TLOC, Epilepsy and EEG Flashcards
Seizure definition?
the clinical manifestation during abnormal excessive excitation and synchronisation of a population of cortical neurons
Epilepsy definition?
a tendency to recurrent seizures >24hrs apart which are not provoked by systemic or acute neurologic insults
Describe what an EEG is
records cortical electrical activity, usually from the scalp, most important neurophysiological study for diagnosis, prognosis and treatment of epilepsy, electrodes are attached in in the 10/20 system
Which side of EEG is odd numbers and which even?
Left - Odd
Right - Even
Describe the 1981 classification of seizures
Partial: Simple, complex and secondary generalised
Generalised: absence, myoclonic, atonia, tonic, tonic-clonic
Describe absence seizures
- Brief staring spells with impaired awareness
- Hypoventilation is a provoking method
- 3-20 seconds
- Sudden onset and sudden resolution,
- Typically in children, normal development and intelligence
- Typically resolved by 18 years
- Generalised 3 Hz spike waves discharge
Describe myoclonic seizures
- Brief shock-like jerk of muscles or group of muscles,
- Not all myoclonus is epileptic e.g. when falling asleep
- 4-6Hz polycyclic waves (more than one spike)
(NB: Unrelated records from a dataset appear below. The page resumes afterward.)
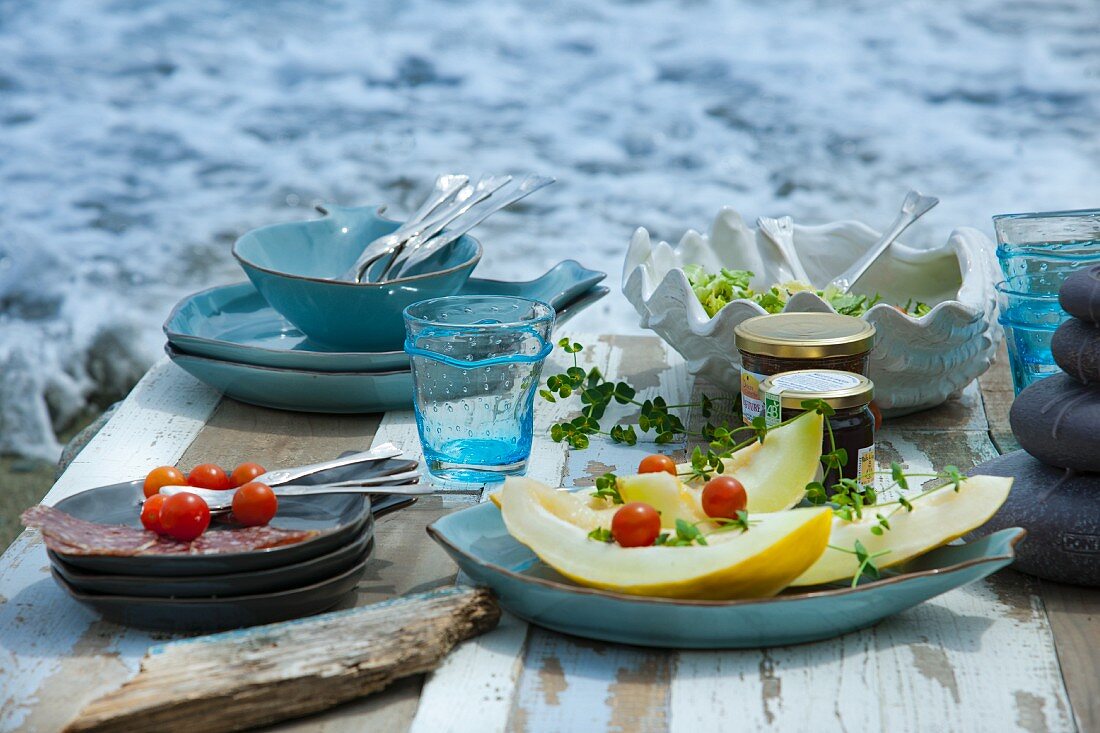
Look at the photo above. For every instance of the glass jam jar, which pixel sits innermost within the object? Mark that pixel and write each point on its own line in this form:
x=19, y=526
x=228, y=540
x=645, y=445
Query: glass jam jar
x=792, y=341
x=853, y=425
- Can be subtle or dramatic
Describe tonic seizures
- Symmetric tonic muscle contraction of extremities with tonic flexion of waist and neck
- Distinct to tonic-clonic,
- 2-20 seconds
- EEG – slow wave, attenuation (stopping) and then rapid waves
Describe atonic seizures
- Sudden loss of muscle tone,
- Floppy and fall on floor,
- Milder version just head,
- Similar EEG to tonic seizures
Describe tonic-clonic seizures
- Association with loss of consciousness and post ictal confusion/lethargy,
- Stiffening of all muscles (also larynx so can scream), followed by fast low amplitude jerking and then slow high amplitude jerking
- 30-120 seconds
- Afterwards patients very confused and not aware of where they are
- EEG- sharp activity everywhere, a lot of muscle interference
Describe a focal without impaired awareness seizure
- Aura
- Patient is aware
- Diverse range as due to where in the brain the seizure is, if in the visual cortex you can get visual aura often large coloured circles, motor = jerking, can be more subtle e.g. temporal = dream like experience
- The aura will always be the same for the patient
Desribe a focal with impaired awareness seizure
- Arise from one part of brain but patient loses awareness,
- Manifestations depend on the area affected
- Autonomisms – semi-purposeful movements
Describe a focal evolving to bilarteral tonic-clonic seizure
- Start in one place e.g. aura etc. and then spread to the whole brain
- Generalised tonic-clonic phase looks the same as primary tonic-clonic phase
- Typically 1-3 mins
- Can have Todd’s paresis – weakness on the opposite side of brain to where the seizure started
What sort of factors can be used to group epilepsy patients into syndromes
- Seizure type
- Age of onset
- Natural history/prognosis
- EEG patterns
- Aetiology/genetics
- Response to treatment
Describe temporal lobe epilepsy syndrome
- Onset at any age
- EEG shows temporal lobe epileptiform discharges
- Simple partial, complex partial and secondary generalised tonic clonic seizures can all be had
- May be symptomatic or cryptogenic
- Inter-ictal EEG shows sharp and slow waves that are abnormal
- 2 sharp waves pointing to each other – point to focus
- Can be due to hippocampal sclerosis
Describe juvenile myoclonic epilepsy syndrome
- Juvenile onset
- Myoclonic seizures, GTCS, and absences
- Seizures have morning predominance, exacerbated by sleep deprivation and alcohol
- Idiopathic
- EEG shows generalised spike or polyspike/wave discharges
- Often photosensitive (30-40%)
Describe West epilepsy syndrome
- Paediatric syndrome
- Can be symptomatic or cryptogenic
- Infantile onset
- Spasms
- Hypsarrythmic EEG – sharp waves and slow waves everywhere which are chaotic, followed by attenuation of EEG (flexion of the body and extension of limbs)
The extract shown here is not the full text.